Question

Four gram of copper chloride contain 1.890 g of copper and 2.110 g of chlorine. find it's empirical formula

Answer 1

Given,mass of copper in copper chloride = 1.89 g
mass of chlorine in copper chloride = 2.11 g
Percentage of copper in 4g
copper chloride = (1.89/4) x 100 = 47.25%
Percentage of chlorine in 4 g copper chloride = (2.11/4) x 100 = 52.75 %
Therefore, in a 100 g sample:
mass of copper = 47.25g
moles of copper = 47.25/63.5 = 0.74mass of chlorine = 52.75 g
moles of chlorine = 52.75/35.5 = 1.48
Ratio of moles of copper and chlorine = 0.7
4:1.48= 1 : 2
Thus, the empirical formula of the compound = CuCl2

Answer 2

Explanation:

When a chemical formula that represents proportions of elements depicted in a compound is known as an empirical formula.

Since, it is given that in four gram copper chloride there is 1.890 g of copper and 2.110 g of chlorine.
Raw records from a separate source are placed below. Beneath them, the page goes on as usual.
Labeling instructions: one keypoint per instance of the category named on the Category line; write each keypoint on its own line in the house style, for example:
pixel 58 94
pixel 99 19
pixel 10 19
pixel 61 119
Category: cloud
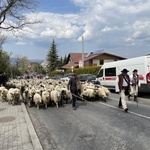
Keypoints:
pixel 105 23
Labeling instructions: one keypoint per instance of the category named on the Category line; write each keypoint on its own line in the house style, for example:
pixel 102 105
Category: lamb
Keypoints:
pixel 16 96
pixel 13 96
pixel 4 94
pixel 55 97
pixel 89 94
pixel 46 98
pixel 1 88
pixel 10 95
pixel 37 100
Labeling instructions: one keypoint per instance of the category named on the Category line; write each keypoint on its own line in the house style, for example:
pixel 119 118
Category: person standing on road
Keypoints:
pixel 73 88
pixel 122 85
pixel 134 85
So, calculate the number of moles present in copper and chlorine as follows.

       No. of moles in copper = $\frac{mass}{molar mass of copper}$

                                              = $\frac{1.890 g}{63.54 g/mol}$

                                              = 0.0297 g/mol

       No. of moles in chlorine = $\frac{mass}{molar mass of chlorine}$

                                              = $\frac{2.110 g}{35.45 g/mol}$

                                              = 0.0595 g/mol

Therefore, molar ratio will be calculated as follows.

           Molar ratio for copper = $\frac{0.0595 g/mol}{0.0595 g/mol}$

                                                 = 1

          Molar ratio for chlorine = $\frac{0.0595 g/mol}{0.0297 g/mol}$

                                                 = 2

Thus, we can conclude that empirical formula of given compound is $CuCl_{2}$.